Red Sox legend Luis Tiant is one of the greatest players to come from Cuba. That could make him a bit of a mentor for 28-year-old righthander Dalier Hinojosa, a Cuban in camp on a minor league contract.

Hinojosa is from Isla de la Juventud, a few hours from where Tiant grew up.

“He’s a good kid,” said Tiant, who at 73 thinks everybody is a kid. “We had a little talk and we’ll talk some more. I told him I would go watch him throw.”

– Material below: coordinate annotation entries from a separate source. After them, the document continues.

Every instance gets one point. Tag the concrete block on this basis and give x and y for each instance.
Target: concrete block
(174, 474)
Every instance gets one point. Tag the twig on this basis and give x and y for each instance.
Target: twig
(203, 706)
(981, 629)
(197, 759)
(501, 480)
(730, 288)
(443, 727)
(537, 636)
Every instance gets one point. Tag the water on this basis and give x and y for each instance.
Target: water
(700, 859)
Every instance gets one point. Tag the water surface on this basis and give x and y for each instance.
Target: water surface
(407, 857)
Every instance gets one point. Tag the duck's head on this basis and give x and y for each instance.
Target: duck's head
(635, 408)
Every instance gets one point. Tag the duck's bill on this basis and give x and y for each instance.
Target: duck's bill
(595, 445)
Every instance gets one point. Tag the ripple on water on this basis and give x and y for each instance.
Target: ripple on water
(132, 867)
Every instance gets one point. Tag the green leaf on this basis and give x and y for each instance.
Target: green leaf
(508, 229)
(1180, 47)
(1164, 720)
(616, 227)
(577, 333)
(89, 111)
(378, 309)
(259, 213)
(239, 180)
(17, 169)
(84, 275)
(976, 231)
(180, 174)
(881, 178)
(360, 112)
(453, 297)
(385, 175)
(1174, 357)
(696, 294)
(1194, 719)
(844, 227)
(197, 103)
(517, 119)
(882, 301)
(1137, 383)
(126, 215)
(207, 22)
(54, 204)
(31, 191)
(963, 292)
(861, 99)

Hinojosa will work initially as a starter but could contribute most as a reliever in the majors. He defected a year ago after pitching in the Cuban National League for Guantanamo.

It pays to win

The Red Sox drew a crowd of 1,400 to their first workout. The crowd last season on the same day was 370. The Sox also had a larger crowd of media. ESPN broadcast from Fenway South and several other national media representatives were on hand.

Twist of fate

A.J. Pierzynski twisted his left ankle and skipped some conditioning drills after the workout. Manager John Farrell said the team’s plans are for Pierzynski to start 100-110 games with David Ross picking up the rest. “It’s an estimate. That’s the breakdown we saw,” the manager said. “That’s a general estimate.” . . . Jake Peavy was scheduled to see a specialist for his bruised right hand before he is cleared to throw. Peavy, who was injured over the weekend, feels improved. “We just want to make sure everything checks out fine,” Farrell said . . . Veteran reliever Francisco Cordero, who was signed to a minor league contract Sunday, can earn $1 million if he makes the major league team. Cordero could be on the field as soon as Tuesday once he passes his physical . . . Farrell mentioned that Grady Sizemore also would play left field along with center during spring training. There are signs that the Sox may ultimately see Sizemore as more of a reserve outfielder if he makes the team, at least initially . . . Lefthander Rich Hill, who is attending to a family issue, has yet to arrive in camp. The same is true of lefthander Jose Mijares, who is having visa problems leaving Venezuela . . . Jackie Bradley Jr. signed about 100 autographs outside of Field 1 after his workout.